The possibility of using bacteriophages to combat bacterial infections was first recognized in 1915. Phages bind to bacterial cells injecting their genetic material, which instructs the cells to produce more phages. The cell wall of the bacterium then disintegrates, releasing the new phages to invade more bacterial cells. However, the bacteriophages themselves die once the bacteria are eliminated.

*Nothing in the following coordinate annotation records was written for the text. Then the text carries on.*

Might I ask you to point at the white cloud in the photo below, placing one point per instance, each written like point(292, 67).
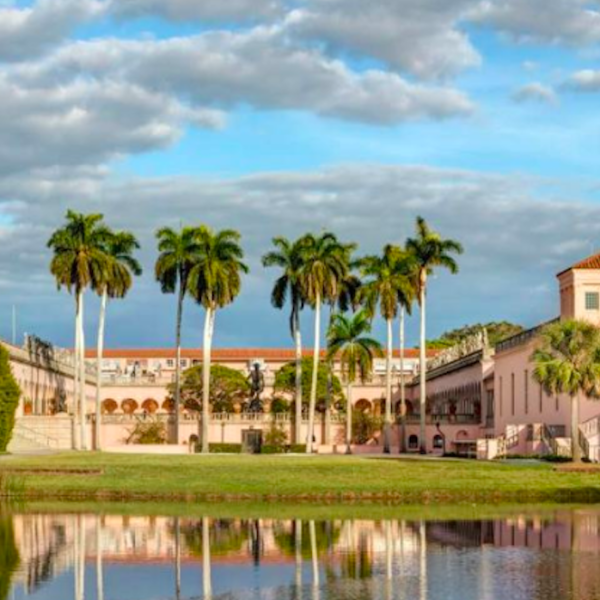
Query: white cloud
point(535, 92)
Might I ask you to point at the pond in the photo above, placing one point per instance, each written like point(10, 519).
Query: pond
point(527, 553)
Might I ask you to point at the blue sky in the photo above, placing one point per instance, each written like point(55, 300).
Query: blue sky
point(279, 119)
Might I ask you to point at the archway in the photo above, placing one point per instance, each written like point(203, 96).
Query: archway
point(109, 406)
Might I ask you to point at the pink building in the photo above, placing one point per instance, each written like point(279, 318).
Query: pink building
point(480, 400)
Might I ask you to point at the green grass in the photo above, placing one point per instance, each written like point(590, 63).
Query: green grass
point(321, 480)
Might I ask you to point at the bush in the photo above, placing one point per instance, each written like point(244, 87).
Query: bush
point(225, 448)
point(9, 399)
point(148, 434)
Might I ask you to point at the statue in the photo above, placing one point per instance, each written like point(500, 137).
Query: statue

The potential of bacteriophages was largely overlooked following the discovery of penicillin, but interest has been rekindled by the growing problem of antibiotic-resistant bacteria. Research has continued in France and Poland on a limited scale, but the most advanced center is the Bacteriophage Institute in Tbilisi, in the former Soviet republic of Georgia, and bacteriophage therapy is used regularly across the former Soviet Union. Each bacteria has specific bacteriophages, which the institute specializes in identifying and manufacturing.

Fairhead said she believes there will be advantages, including increased potency, of using modified bacteriophages to deliver lethal genes, rather than following the practice of administering wild-type phages as lethal agents in their own right.